Joins are NOT Expensive
34 points by chenghiz
34 points by chenghiz
I haven’t even read the article, but the title triggered me. Again and again I had seen developers do two or more SQL queries and then a sort of weird join in code, rather than using a simple SQL join. Reducing the number of roundtrips to the DB is one of the crosses I bear, apparently.
I wish it was culture on here to flag comments that respond exclusively to clickbait titles of articles as off topic. It's lazy and very rarely generates any interesting discussion. On this article alone there are two top level comments that have next to nothing to do with the contents of the article, and they are the most upvoted! Might as well have discussions about AI summaries of articles next.
a join in software does theoretically permit you to size the databases independently though.
This has been useful in some limited cases in my career, but it adds other (major) problems like needing to somehow solve backup order precednece
"Joins are NOT expensive" is doing a lot of heavy lifting as a title. This is a conditional claim dressed up as a universal one.
They’re cheap when they shrink the problem and brutal when they expand it. "Joins are often cheaper than people think" might be better.
Yeah, it's an interesting article that I appreciate reading, but I don't like the title because it leaves out all the caveats:
Contrary to what he says, I think a lot of people are running analytical queries on Postgres because it's what they have. Probably not the people who hire specialists on data warehouses, but most people aren't hiring those specialists.
Indexes can typically be intersected in sublinear time, so I don't know why it would be slow.

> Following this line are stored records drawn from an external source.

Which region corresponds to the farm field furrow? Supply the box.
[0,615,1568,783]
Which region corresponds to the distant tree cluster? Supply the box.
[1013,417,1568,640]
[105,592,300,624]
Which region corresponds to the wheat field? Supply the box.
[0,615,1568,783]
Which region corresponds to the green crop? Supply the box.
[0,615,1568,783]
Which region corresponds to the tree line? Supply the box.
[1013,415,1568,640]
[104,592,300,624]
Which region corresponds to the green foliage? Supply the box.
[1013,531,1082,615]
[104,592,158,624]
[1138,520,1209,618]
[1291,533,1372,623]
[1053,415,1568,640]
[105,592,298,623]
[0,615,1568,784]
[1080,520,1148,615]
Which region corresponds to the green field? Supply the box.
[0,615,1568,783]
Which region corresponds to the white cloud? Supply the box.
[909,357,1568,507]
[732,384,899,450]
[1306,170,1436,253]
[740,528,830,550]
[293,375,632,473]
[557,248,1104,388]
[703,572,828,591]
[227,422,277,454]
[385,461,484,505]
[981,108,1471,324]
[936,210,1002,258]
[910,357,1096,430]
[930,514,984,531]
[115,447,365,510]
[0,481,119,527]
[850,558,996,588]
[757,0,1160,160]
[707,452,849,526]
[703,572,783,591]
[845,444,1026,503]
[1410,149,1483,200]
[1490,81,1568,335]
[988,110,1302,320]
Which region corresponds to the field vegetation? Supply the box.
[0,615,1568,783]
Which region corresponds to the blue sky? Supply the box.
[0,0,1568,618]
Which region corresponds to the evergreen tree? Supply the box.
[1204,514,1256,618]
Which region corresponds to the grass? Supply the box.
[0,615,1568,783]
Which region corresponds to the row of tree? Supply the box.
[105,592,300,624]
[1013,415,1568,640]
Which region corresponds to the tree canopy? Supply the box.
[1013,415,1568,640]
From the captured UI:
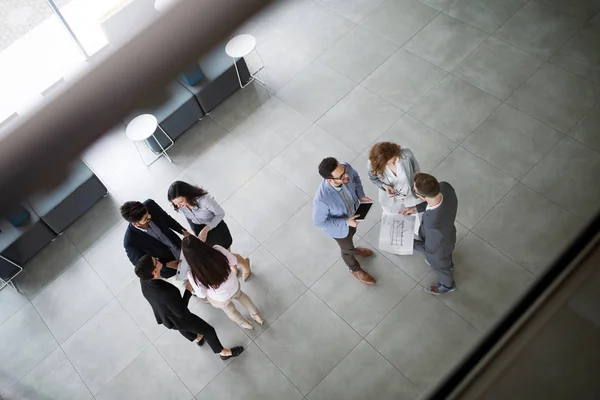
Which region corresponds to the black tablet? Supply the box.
[354,203,373,221]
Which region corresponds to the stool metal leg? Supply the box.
[232,58,254,89]
[0,254,23,293]
[254,48,271,97]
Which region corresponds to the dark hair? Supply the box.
[135,254,155,281]
[413,172,440,198]
[121,201,148,222]
[167,181,208,211]
[369,142,401,175]
[181,235,231,289]
[319,157,340,179]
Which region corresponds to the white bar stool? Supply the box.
[225,33,271,94]
[125,114,174,167]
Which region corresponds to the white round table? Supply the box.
[225,33,270,91]
[125,114,173,167]
[225,33,256,58]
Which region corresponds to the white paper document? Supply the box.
[379,213,418,255]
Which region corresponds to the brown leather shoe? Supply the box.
[354,247,373,257]
[352,269,375,285]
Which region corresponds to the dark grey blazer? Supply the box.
[414,182,458,264]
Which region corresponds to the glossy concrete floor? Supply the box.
[0,0,600,400]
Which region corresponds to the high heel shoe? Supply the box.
[242,258,252,282]
[240,320,254,331]
[220,346,244,361]
[252,314,265,326]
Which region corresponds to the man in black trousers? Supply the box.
[135,255,244,360]
[121,199,189,279]
[402,172,458,295]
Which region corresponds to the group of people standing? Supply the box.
[313,142,458,295]
[121,181,264,360]
[121,142,458,360]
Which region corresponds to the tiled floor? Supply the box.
[0,0,600,400]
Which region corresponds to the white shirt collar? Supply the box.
[425,196,444,211]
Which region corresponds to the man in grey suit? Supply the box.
[402,173,458,295]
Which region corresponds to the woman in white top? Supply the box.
[167,181,251,281]
[368,142,421,213]
[181,235,264,330]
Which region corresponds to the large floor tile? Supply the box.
[62,300,150,395]
[154,302,250,395]
[0,288,29,326]
[307,340,419,400]
[84,222,136,295]
[422,233,533,332]
[265,201,340,286]
[363,222,469,282]
[253,0,316,34]
[277,61,354,122]
[256,291,360,395]
[311,241,416,336]
[117,279,167,342]
[224,166,309,242]
[256,35,315,93]
[225,217,260,255]
[185,135,265,202]
[409,75,501,142]
[523,138,600,219]
[240,243,307,338]
[551,24,600,83]
[95,346,193,400]
[507,64,600,132]
[494,1,583,59]
[65,193,123,253]
[0,304,58,389]
[284,4,354,56]
[168,115,227,170]
[321,0,385,23]
[539,0,600,20]
[360,0,438,46]
[376,114,457,172]
[433,147,517,229]
[452,37,543,100]
[474,184,582,274]
[444,0,527,33]
[569,103,600,151]
[15,235,81,299]
[366,287,479,390]
[270,125,358,197]
[3,349,92,400]
[361,49,446,111]
[463,104,564,179]
[32,258,113,343]
[319,26,398,82]
[196,344,302,400]
[317,86,403,153]
[404,14,487,72]
[210,81,271,131]
[231,97,312,162]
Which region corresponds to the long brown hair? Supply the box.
[167,181,208,211]
[181,235,231,289]
[369,142,401,175]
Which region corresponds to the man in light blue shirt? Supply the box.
[313,157,375,285]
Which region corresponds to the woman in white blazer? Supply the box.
[368,142,421,213]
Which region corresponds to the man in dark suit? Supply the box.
[135,255,244,360]
[402,173,458,295]
[121,199,189,278]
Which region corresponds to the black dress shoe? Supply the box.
[221,346,244,361]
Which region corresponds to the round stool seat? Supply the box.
[125,114,158,140]
[225,33,256,58]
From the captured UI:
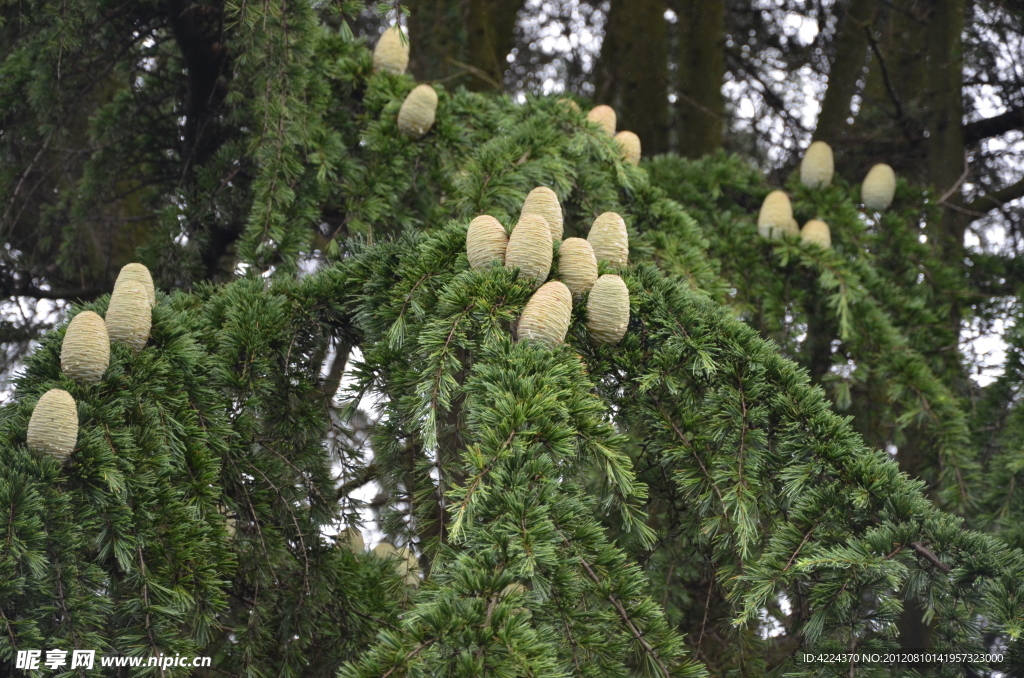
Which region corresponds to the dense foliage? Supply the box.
[0,2,1024,678]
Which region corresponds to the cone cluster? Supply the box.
[398,85,437,139]
[27,388,78,462]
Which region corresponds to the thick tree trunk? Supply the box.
[595,0,669,156]
[407,0,522,91]
[671,0,725,158]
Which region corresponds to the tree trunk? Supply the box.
[672,0,725,158]
[814,0,879,150]
[594,0,669,156]
[928,0,966,266]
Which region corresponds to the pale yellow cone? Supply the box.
[587,103,615,136]
[104,281,153,352]
[398,85,437,139]
[114,263,157,306]
[466,214,509,268]
[587,212,630,268]
[860,163,896,212]
[558,238,597,299]
[374,26,409,76]
[27,388,78,461]
[518,281,572,348]
[615,130,640,167]
[519,186,562,243]
[505,214,553,284]
[335,527,367,554]
[800,219,831,250]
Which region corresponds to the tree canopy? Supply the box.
[0,0,1024,678]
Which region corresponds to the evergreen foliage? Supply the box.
[0,1,1024,678]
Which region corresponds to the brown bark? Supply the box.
[407,0,522,91]
[595,0,669,156]
[814,0,879,152]
[671,0,725,158]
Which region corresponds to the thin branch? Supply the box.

The chart looks a lot worse than O(nlogn). Is DuckDB supposed to have O(n^2) runtime for the query select c1, ..., cn from tbl? Something seems off.
Yeah I would expect a multiway zip to be O(nk) (num rows * num cols) so the upward superlinear curve in the chart suggests to me that DuckDB has a suboptimal algorithm. I wonder if it works better when rows are being filtered, tho I struggle to imagine an algorithm that’s efficient at zipping a low-selectivity filter but inefficient at zipping a zero-selectivity lack-of-filter. Maybe it’s tuned for high-selectivity queries.

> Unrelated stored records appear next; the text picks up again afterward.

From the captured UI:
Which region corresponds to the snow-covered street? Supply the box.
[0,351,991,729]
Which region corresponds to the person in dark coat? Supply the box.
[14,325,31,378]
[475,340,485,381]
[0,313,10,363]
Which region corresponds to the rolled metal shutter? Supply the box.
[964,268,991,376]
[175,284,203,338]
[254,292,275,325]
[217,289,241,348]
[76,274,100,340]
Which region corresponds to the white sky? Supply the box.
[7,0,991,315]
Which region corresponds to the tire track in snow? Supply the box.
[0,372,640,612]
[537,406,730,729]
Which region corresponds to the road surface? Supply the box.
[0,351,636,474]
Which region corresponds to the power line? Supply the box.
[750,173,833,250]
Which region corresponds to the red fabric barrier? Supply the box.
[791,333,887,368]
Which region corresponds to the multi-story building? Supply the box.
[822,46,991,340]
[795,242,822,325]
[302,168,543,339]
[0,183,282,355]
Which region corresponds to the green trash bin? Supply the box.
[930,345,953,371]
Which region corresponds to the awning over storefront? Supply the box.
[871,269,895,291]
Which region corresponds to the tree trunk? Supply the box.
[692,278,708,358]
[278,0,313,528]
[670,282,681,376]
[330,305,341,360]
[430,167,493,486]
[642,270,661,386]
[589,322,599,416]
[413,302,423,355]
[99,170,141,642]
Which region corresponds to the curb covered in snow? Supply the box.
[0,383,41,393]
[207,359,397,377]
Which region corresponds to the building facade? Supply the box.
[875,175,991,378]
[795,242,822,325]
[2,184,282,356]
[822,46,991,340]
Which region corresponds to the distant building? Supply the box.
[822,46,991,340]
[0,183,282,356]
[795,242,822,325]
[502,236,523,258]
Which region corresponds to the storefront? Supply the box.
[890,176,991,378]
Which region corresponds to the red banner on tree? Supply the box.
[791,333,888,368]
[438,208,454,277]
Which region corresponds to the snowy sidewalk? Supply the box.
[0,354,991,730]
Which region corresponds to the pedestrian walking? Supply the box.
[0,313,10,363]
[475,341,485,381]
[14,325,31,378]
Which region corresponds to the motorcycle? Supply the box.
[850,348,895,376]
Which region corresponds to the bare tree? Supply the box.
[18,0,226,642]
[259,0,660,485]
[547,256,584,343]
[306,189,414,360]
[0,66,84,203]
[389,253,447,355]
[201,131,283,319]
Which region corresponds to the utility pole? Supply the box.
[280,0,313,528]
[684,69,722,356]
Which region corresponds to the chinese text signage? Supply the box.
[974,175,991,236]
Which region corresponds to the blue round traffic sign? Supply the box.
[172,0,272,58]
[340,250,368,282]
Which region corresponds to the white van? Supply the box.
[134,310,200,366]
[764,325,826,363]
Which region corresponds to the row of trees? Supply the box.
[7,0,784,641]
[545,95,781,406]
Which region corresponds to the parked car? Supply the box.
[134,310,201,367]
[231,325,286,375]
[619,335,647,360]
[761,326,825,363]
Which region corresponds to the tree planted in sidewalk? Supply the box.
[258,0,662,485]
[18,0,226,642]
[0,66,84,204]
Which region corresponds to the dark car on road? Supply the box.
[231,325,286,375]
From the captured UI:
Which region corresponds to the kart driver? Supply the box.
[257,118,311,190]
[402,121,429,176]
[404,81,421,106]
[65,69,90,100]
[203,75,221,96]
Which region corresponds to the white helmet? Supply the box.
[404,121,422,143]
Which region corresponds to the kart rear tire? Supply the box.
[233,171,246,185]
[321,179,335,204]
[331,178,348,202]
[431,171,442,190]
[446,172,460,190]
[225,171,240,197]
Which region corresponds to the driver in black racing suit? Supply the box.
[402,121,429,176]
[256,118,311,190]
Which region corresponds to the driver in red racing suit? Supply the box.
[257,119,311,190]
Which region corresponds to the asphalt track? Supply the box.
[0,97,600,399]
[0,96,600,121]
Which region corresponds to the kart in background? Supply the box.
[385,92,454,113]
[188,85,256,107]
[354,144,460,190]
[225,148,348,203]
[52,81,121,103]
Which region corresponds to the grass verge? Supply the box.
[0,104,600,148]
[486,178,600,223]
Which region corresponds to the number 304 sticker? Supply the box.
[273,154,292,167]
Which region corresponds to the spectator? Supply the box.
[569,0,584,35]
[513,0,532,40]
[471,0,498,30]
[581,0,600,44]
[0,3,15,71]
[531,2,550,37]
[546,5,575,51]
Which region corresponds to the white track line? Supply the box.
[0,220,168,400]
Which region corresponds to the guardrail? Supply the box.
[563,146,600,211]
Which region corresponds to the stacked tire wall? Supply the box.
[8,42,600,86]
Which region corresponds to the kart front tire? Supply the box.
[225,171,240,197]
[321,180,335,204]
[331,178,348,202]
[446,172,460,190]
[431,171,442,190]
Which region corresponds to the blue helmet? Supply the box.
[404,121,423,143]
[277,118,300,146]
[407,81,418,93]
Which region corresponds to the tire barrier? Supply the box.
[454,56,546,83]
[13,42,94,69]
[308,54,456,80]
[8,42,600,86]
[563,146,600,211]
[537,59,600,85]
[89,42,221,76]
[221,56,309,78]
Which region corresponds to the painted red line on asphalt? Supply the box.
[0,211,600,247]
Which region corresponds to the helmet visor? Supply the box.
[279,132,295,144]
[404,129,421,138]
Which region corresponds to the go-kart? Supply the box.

While this goes really into details, this IS THE THING. I know software architects who would do anything to avoid JOIN. Trying to reinvent things that are working for decades...
I also do not like the title, because it's not true in a broader sense. Sure, if the data set is large enough, and you're not leaving the relational paradigm behind, you might find this to be true. But, joins are a generic, heavyweight way to correlate and coalesce two data sets. When data gets large, it tends to be better to use something more suited to the problem, and have purpose-build code for correlating and coalescing that is tailored for the case.

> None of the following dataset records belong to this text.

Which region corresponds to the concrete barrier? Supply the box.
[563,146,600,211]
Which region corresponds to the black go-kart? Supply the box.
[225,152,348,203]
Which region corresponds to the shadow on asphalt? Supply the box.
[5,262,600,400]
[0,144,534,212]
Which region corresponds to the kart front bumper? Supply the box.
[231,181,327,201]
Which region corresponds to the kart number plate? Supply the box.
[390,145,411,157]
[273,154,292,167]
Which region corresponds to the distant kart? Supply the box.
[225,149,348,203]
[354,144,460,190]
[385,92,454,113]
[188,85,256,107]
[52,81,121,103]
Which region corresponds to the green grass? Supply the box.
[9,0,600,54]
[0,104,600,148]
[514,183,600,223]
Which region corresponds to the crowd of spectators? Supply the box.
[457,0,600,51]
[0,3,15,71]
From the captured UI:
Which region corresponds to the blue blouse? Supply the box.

That often motivates moving to a different kind of backing store, like a columnar database. But then those things will inevitably add a SQL interface, and end up with the same single sledgehammer for all your hammering needs.
I think this is the case when it's important for developers to understand what actually happens under the hood, because it's simpler than trying to remember and reason about myriads of observable outside effects (performance). Simplified model of a table and key/index structure is all that is needed to explain 99% of database behaviors, and is shorter than just this article alone.
Seriously, if you want to up your SWE skills by quite a lot with not a lot of effort, talk with your LLM about how databases work under the hood, how is each things stored, how are operations implemented, and maybe implement a most simple one yourself. Not a whole SQL parser and engine, but something that can store a few tables, even hardcoded, make a join, and implement couple of typical database operations on it. Insert, update, delete, index lookup, selects via: index update, join, etc. For more structured approach Designing Data-Intensive Applications is the go to book.
That was really interesting, and made me question some received wisdom that for data warehousing, of course you denormalize into big tables to avoid joins. I'll make sure to measure and evaluate if I ever need to design a database schema for analytical processing!